Converge cada vez menos
Também relativamente ao primeiro trimestre, o Instituto Nacional de Estatística (INE) e o Eurostat revelaram ontem que a economia portuguesa continuou a crescer acima do ritmo da Zona Euro (que está a tentar sair da estagnação, que já dura há mais de um ano), mas mostram também que Portugal está a perder fôlego e parece até que essa convergência (que acontece desde o fim do período mais letal da pandemia, o primeiro trimestre de 2021) está por um fio.
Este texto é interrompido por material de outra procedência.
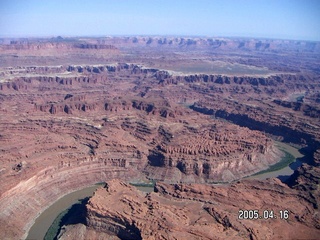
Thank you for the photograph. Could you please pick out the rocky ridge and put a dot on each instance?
(121, 211)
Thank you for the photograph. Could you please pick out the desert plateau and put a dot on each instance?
(196, 118)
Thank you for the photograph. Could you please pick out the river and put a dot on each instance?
(45, 220)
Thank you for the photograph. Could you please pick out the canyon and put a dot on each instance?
(183, 112)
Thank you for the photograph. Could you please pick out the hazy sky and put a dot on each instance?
(287, 19)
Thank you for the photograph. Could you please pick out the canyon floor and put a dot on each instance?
(186, 113)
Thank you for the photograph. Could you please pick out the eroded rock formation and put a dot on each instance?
(197, 211)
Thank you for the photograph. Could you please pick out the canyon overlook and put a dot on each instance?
(185, 114)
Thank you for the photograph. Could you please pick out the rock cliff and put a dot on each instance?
(198, 212)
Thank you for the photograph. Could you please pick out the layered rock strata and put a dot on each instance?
(196, 211)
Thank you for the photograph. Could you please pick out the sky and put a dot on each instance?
(282, 19)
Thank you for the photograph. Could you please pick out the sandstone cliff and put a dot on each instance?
(197, 212)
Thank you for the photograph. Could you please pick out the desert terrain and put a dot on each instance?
(195, 115)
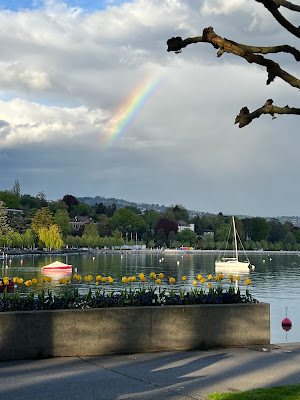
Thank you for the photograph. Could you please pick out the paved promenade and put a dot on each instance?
(168, 376)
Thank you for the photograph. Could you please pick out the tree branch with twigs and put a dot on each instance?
(253, 55)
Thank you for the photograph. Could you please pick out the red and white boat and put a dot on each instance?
(57, 266)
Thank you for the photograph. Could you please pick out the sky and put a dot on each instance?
(91, 103)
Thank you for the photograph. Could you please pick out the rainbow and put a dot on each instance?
(127, 112)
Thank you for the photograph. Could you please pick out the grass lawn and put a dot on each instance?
(290, 392)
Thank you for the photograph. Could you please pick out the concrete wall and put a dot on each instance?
(31, 334)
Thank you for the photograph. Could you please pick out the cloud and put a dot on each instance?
(65, 72)
(35, 123)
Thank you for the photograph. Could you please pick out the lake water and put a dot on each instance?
(275, 280)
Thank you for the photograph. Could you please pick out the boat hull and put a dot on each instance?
(232, 266)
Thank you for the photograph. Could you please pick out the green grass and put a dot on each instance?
(290, 392)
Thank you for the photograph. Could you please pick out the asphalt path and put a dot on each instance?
(168, 375)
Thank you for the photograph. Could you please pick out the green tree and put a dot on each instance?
(103, 225)
(29, 238)
(151, 244)
(260, 229)
(17, 240)
(188, 237)
(16, 189)
(276, 230)
(222, 233)
(91, 234)
(51, 237)
(4, 226)
(172, 238)
(62, 219)
(126, 221)
(167, 225)
(43, 218)
(160, 238)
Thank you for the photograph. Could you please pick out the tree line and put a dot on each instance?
(44, 224)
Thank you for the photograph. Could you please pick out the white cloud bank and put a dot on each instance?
(64, 73)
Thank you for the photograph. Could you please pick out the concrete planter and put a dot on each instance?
(31, 334)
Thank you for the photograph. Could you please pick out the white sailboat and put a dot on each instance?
(232, 264)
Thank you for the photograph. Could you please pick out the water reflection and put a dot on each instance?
(276, 278)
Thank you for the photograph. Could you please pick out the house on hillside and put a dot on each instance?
(80, 221)
(184, 225)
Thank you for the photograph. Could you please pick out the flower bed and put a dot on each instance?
(154, 316)
(153, 294)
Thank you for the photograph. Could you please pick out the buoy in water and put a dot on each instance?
(286, 323)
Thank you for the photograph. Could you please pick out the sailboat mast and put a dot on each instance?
(234, 235)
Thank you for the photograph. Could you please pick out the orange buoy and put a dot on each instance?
(286, 323)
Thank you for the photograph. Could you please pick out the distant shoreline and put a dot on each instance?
(22, 253)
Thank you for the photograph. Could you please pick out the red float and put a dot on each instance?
(286, 324)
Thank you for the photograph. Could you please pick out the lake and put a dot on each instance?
(275, 280)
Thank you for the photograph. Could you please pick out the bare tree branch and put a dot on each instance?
(224, 45)
(287, 4)
(245, 117)
(272, 6)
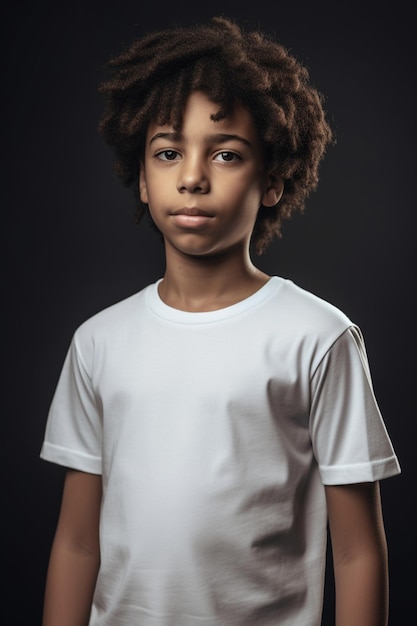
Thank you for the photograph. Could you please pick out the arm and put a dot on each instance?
(75, 554)
(359, 554)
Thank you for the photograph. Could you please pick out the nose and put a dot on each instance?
(193, 176)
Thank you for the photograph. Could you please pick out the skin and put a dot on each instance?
(204, 186)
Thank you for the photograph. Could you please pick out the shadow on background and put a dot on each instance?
(71, 246)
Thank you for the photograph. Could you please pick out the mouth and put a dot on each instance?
(191, 218)
(192, 212)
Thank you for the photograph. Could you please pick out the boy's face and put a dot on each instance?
(204, 184)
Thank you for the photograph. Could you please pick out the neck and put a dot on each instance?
(208, 283)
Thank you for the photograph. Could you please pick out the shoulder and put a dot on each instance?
(114, 319)
(301, 308)
(304, 322)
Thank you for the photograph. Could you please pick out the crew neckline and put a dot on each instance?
(163, 310)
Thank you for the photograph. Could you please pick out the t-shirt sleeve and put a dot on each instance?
(349, 437)
(73, 431)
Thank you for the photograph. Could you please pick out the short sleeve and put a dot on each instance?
(349, 437)
(74, 425)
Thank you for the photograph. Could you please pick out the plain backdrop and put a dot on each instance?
(71, 246)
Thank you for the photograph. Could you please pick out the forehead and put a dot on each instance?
(197, 119)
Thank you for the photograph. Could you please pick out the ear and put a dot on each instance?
(274, 190)
(143, 189)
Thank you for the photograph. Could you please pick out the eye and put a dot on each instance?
(227, 156)
(167, 155)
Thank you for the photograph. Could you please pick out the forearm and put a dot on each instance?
(69, 587)
(362, 591)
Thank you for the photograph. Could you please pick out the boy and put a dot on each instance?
(213, 423)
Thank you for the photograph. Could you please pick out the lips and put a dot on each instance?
(191, 218)
(193, 211)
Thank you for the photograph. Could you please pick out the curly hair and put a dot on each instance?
(152, 79)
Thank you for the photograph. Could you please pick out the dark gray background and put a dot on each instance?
(71, 246)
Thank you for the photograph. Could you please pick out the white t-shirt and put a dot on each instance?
(215, 434)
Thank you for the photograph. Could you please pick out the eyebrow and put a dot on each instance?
(214, 138)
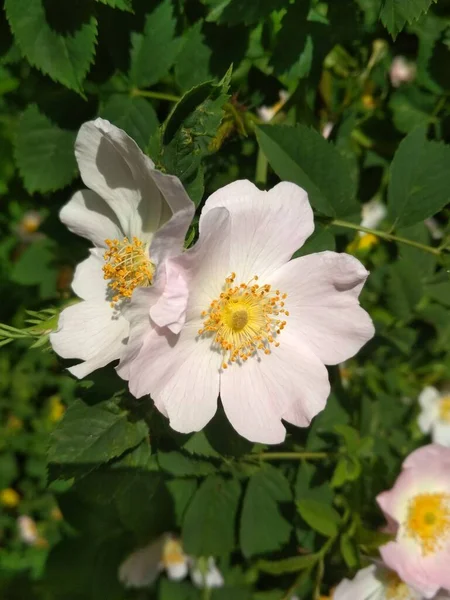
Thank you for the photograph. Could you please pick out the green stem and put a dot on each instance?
(387, 236)
(289, 455)
(156, 95)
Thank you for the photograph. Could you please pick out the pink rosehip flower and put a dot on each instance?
(418, 506)
(135, 217)
(259, 327)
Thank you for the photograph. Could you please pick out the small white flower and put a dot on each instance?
(434, 417)
(27, 530)
(378, 583)
(205, 574)
(373, 213)
(136, 217)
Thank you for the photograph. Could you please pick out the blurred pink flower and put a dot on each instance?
(402, 71)
(135, 217)
(419, 507)
(259, 326)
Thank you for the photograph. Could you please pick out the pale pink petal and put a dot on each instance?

No primeiro trimestre, Portugal cresceu 1,4% em termos reais, disse o INE, a Zona Euro avançou 0,4%, referiu o Eurostat. Para a economia portuguesa, que está a carregar com o peso cada vez maior dos juros e com a lentidão crescente do investimento e do consumo das famílias, trata-se do crescimento mais baixo do Produto Interno Bruto (PIB) desde esses tempos de mortalidade máxima da covid-19.
A amplitude da convergência face à Zona Euro também é a mais estreita desde o verão de 2021, segundo cálculos do DV.
Segundo o INE, a riqueza produzida internamente no primeiro trimestre avançou os tais 1,4%, o que representa um abrandamento face aos 2,1% no trimestre precedente.
“O contributo positivo da procura interna para a variação homóloga do PIB diminuiu no 1º trimestre, verificando-se uma desaceleração do investimento e do consumo privado”, explica o instituto.
O comércio externo como um todo também não ajudou, pois o crescimento das importações foi mais forte que o das exportações.